Master's Thesis in Machine Learning: Chunking in Multilingual Technical Documentation

Title

Optimizing Chunking Strategies for Multilingual RAG Systems in Technical Documentation

Background

Retrieval-Augmented Generation (RAG) combines external documents with large language models (LLMs) to improve answer accuracy by grounding outputs in factual sources. In RAG, a corpus of documents is first chunked into smaller segments, embedded into vectors, and stored in a vector database. At query time, the system retrieves the most relevant chunks and feeds them to the LLM. The chunking strategy, how documents are split is crucial.

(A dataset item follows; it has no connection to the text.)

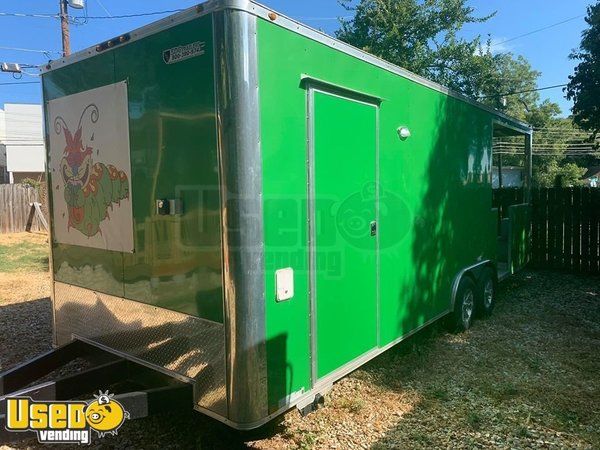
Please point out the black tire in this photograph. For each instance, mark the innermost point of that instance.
(464, 306)
(486, 293)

It affects retrieval accuracy, context quality, and ultimately the correctness of generated answers.

Our specific focus is a multilingual repository of technical documentation (e.g.,
User/Operator/Service manuals, spare parts inventories, price lists) in languages such as English, Swedish, and German, which contains numerous diagrams (not directly vectorized). User queries will typically request specific components, identified by number or name, and anticipate detailed information (e.g., specifications, pricing, instructions), or seek documentation relevant to machine troubleshooting.

Objective

The main problem is: How can we chunk multilingual technical documents to maximize the accuracy of a RAG system when answering part-specific queries? We will examine the following aspects:

Chunking Strategy: Evaluate multiple chunking methods (fixed-size, structural, semantic, hierarchical, etc.) and their variants (overlap ratios, sizes). Determine which yields the most relevant retrievals for typical queries (e.g. “Find part X – what is its price and specs?”). In particular, test document-aware splitting using manuals’ TOCs/headings vs. purely text-based splits.
Multilingual Handling: Assess whether translating non-English content or using multilingual embeddings is more effective. For example, compare indexing German/Swedish docs in original language vs. translated to English, measuring any change in retrieval accuracy.
Retrieval Accuracy Metrics: Define metrics suitable for the domain, such as retrieval recall of the correct part descriptions and precision of retrieved chunks. We may adapt standard IR metrics (e.g. recall/precision over tokens or passages) to our evaluation tasks. For generation quality, we can check whether the LLM’s answers include correct part numbers/prices.
Vector Store and Tools: We will use Weaviate as the vector database (as currently deployed). Its multilingual vectorizers (e.g. Cohere, OpenAI) will be leveraged. If Weaviate limits arise, alternatives like Pinecone or Milvus could be considered, but initially we target optimizing within the existing Weaviate setup. The thesis will also explore any Weaviate-specific features (e.g. metadata search, filters) to aid retrieval.

Who are we looking for?

Educational Background: Currently pursuing a Master's degree in a relevant technical discipline, such as AI/ML or Computer Science.
RAG Knowledge: Strong theoretical foundation in the Retrieval-Augmented Generation (RAG) architecture and its core principles.
LLM Experience: Practical experience interacting with Large Language Models (LLMs) via API.
Vector Database Understanding: Good theoretical grasp of vector databases and their operational mechanisms. Prior experience with specific vector stores (e.g., Weaviate) is considered a bonus.
Programming Proficiency: Expertise in Python for essential tasks, including data
manipulation, implementing custom chunking algorithms, and developing the RAG
pipeline.
NLP Familiarity: Working knowledge of Natural Language Processing (NLP) concepts, especially text embedding and multilingual models.

Provided Resources

Dataset of real-world documents including, technical manuals, spare part specifications, and price lists in the form of PDFs.
AI tools such as Cursor for ease of development and building experiments.

About Hypertype

We’re building the next generation of AI products and AI Agents in the Customer Support space. Focused on manufacturing but with clients across other sectors like fintech, health tech and more we are giving hundreds of companies across the globe the capacity to transform their customer journey with the latest advancements in AI. Our customers proudly recognise us for delivering the "highest quality answers in the market... outsmarting Gemini, Fin, Microsoft Copilot etc". —a testament to our unwavering commitment to excellence and precision in every interaction.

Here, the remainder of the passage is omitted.